Robots, cuneiform, bioinformatics, museums and aesthetics research – the Humboldt Professorship knows no disciplinary boundaries, only intriguing ideas and questions. To mark the occasion of the tenth anniversary of Germany's most valuable research award, KOSMOS spoke with several of the award winners about their experiences. In this report, we talk with the literary scholar Elisabeth Décultot.
Text: Armin Himmelrath (published: Kosmos 108/2018)
If you want to trace the history of knowledge transfer in the aesthetics of the 18th century, as Elisabeth Décultot does, you need old books – and they exert a particular fascination on the literary scholar. At the Interdisciplinary Centre for European Enlightenment Studies in Halle and in numerous other archives and libraries in the city and region, Décultot finds the material for her research on the spread of classicism in Europe. This is where she delves into the working habits of the researchers of bygone days. She investigates, for example, how 18th and 19th century scholars read and took extracts from the works of other scholars, what ideas they adopted, moulded and disseminated, and how they did it.

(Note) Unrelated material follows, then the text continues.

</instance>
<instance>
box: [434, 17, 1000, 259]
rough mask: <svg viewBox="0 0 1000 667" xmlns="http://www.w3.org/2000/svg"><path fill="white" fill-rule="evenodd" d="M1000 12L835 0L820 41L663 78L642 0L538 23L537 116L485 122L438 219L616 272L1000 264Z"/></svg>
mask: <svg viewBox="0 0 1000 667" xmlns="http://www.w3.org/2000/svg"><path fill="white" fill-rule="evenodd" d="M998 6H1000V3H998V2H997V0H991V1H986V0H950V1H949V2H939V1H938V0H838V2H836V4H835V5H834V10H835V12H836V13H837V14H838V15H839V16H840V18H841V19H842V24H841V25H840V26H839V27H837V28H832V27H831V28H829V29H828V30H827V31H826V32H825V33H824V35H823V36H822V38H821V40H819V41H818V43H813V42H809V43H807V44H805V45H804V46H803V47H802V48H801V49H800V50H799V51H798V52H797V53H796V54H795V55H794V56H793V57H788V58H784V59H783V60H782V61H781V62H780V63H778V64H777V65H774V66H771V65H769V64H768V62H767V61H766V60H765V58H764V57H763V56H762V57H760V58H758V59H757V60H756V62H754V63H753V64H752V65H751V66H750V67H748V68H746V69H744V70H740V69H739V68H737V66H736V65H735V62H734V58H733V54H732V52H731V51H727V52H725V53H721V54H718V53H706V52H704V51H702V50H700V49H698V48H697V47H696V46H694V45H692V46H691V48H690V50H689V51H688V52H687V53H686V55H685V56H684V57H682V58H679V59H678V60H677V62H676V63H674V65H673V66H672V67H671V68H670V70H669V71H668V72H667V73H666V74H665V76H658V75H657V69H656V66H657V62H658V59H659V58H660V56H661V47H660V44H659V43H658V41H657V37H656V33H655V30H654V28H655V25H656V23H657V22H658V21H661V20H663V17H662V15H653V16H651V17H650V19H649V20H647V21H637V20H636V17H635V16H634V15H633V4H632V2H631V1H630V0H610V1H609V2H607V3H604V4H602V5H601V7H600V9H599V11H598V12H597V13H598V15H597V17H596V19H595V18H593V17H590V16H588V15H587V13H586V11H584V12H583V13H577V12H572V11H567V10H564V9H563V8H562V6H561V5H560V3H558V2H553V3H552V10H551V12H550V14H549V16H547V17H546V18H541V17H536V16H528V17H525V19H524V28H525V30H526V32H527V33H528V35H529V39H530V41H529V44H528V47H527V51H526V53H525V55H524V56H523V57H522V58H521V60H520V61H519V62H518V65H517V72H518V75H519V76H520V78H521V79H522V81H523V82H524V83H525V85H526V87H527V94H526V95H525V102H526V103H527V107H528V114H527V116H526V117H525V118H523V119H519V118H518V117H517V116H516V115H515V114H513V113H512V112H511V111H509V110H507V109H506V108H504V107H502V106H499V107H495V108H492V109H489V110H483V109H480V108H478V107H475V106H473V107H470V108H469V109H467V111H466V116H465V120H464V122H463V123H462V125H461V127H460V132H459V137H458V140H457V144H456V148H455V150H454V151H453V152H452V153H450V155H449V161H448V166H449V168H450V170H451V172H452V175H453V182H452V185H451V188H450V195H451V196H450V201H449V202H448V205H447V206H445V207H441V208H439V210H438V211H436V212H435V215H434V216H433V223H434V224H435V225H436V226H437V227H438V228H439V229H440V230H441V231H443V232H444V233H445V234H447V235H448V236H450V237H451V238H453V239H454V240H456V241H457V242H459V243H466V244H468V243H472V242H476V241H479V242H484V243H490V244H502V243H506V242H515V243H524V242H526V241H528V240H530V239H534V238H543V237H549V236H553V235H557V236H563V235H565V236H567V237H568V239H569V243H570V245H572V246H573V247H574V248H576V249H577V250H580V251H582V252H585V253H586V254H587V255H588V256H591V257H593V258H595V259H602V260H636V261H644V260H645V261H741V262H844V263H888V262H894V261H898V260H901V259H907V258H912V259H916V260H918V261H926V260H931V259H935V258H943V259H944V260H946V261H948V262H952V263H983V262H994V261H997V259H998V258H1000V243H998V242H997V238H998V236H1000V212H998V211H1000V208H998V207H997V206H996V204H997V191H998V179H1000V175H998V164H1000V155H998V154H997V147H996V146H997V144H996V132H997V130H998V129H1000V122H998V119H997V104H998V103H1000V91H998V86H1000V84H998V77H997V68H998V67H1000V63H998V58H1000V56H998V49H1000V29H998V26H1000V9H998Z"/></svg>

“The amount of material available here is really impressive,” says the distinguished aesthetics researcher. In 2015, Décultot became a Humboldt Professor at Halle-Wittenberg, having moved from Paris. Since then, she has been working to make Halle into one of the leading locations for Enlightenment research in Germany, organising, amongst other things, a major exhibition on the founder of modern art history and archaeology, Johann Joachim Winckelmann, in cooperation with the Klassik Stiftung Weimar.